WHAT CAUSES KERATOCONUS?
We are still not sure what causes Keratoconus, but some research suggests that it could be genetic. Approximately 13% of people with Keratoconus will also have a family member with the condition.
Eye rubbing, eye diseases (retinitis pigmentosa, retinopathy of prematurity, vernal keratoconjunctivitis), and systemic diseases (Down syndrome, osteogenesis imperfect, Ehler’s Danlos Syndrome) have all been shown to have an association with keratoconus.
Keratoconus may start in one eye initially, but usually both eyes are affected.
WHO GETS KERATOCONUS?
Keratoconus usually begins at puberty and progresses until the patient is in their mid-30s. Each case is different and there is no way to predict how fast or slow it might progress. Males and females are equally affected.

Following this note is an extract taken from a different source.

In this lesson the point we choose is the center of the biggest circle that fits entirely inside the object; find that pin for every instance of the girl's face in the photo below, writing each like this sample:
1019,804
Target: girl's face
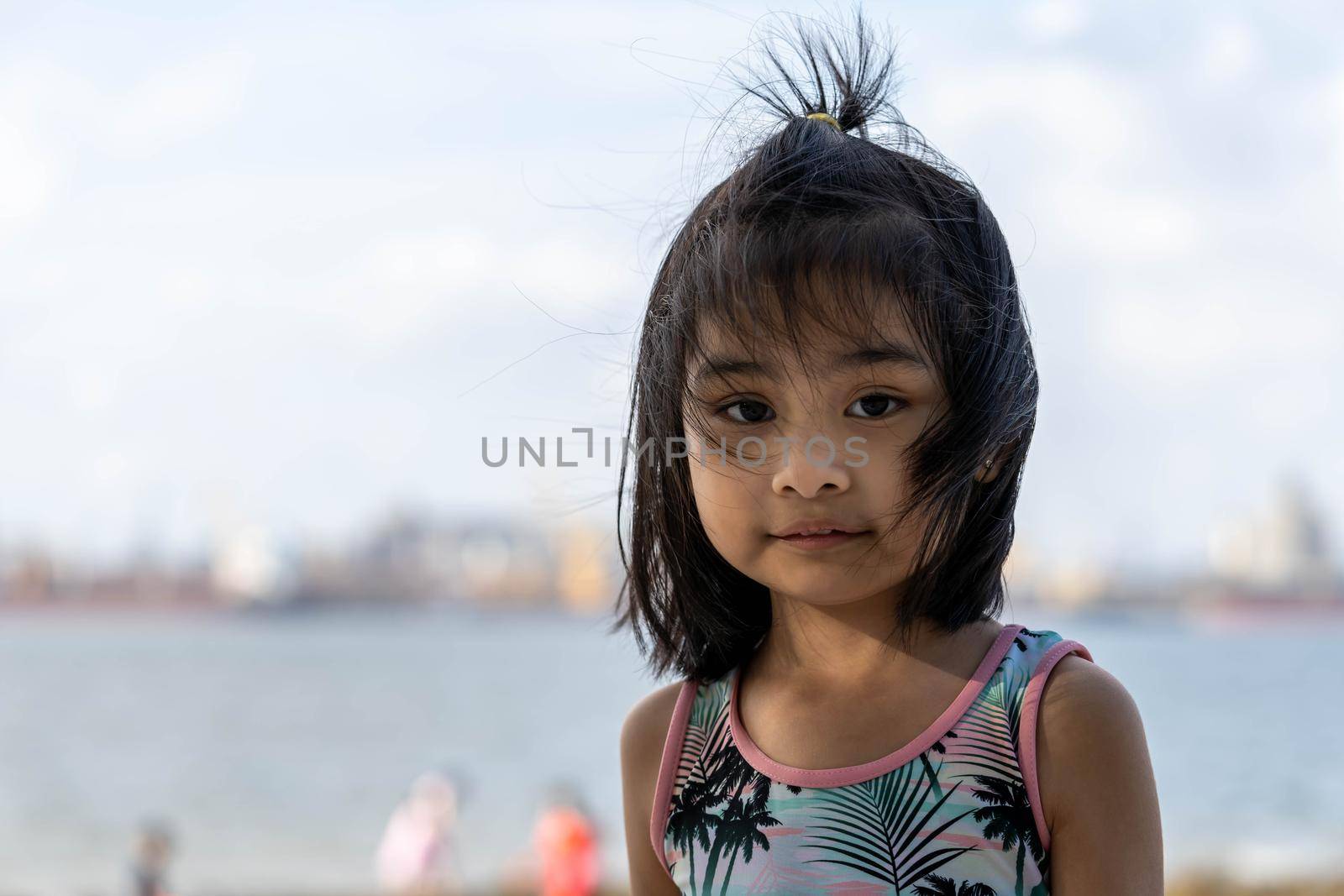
864,407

WHAT ARE THE SYMPTOMS OF KERATOCONUS?
- Blurry vision
- Distorted vision
- Increased light sensitivity
- Frequent glasses prescription changes
- Inability to wear contact lenses
HOW IS KERATOCONUS DIAGNOSED?
A full, comprehensive eye exam including a few extra tests are needed to diagnose keratoconus. A slit lamp exam is used to examine the cornea in fine detail. Additional tests include keratometry, corneal topography and pachymetry. These tests are very easy to perform and are painless.
- Keratometry: light is focused on the cornea and the reflection is used to determine the curvature of the front surface. Patients with keratoconus will have a much steeper cornea due to the cone shape.
- Corneal Topography: a photograph of the cornea is taken and a topographical map of the corneal surface is produced. This map will show areas of steepening.
- Pachymetry: a device that measures the thickness of the cornea. Patients with keratoconus will have areas of thinning at the cone.
HOW IS KERATOCONUS TREATED?
Treatment for keratoconus depends on the severity of the patient’s symptoms and the severity of the corneal thinning. Several treatment options are described below:
- Glasses and soft contact lenses: Acceptable to correct vision during early stages
- Hard Contact Lenses: The smooth surface of the contact lens allows light to enter without being distorted and this helps improve vision
- Intacs: Small curved implants that help flatten the cornea. These must be inserted surgically. Intacs are FDA approved.
- Collagen Cross-linking: Vitamin B2 eye drops and UV light are used to help strengthen the cornea. This procedure has been used overseas for years with wonderful results and has just recently been approved by the FDA for use in the United States.
- Corneal Transplant: When good vision is no longer possible or when the cornea has become too thin, corneal transplants are required. The surgeon removes the patient’s cornea and replaces it with a healthy donor cornea. Only about 10-20% of patients with keratoconus require this type of treatment.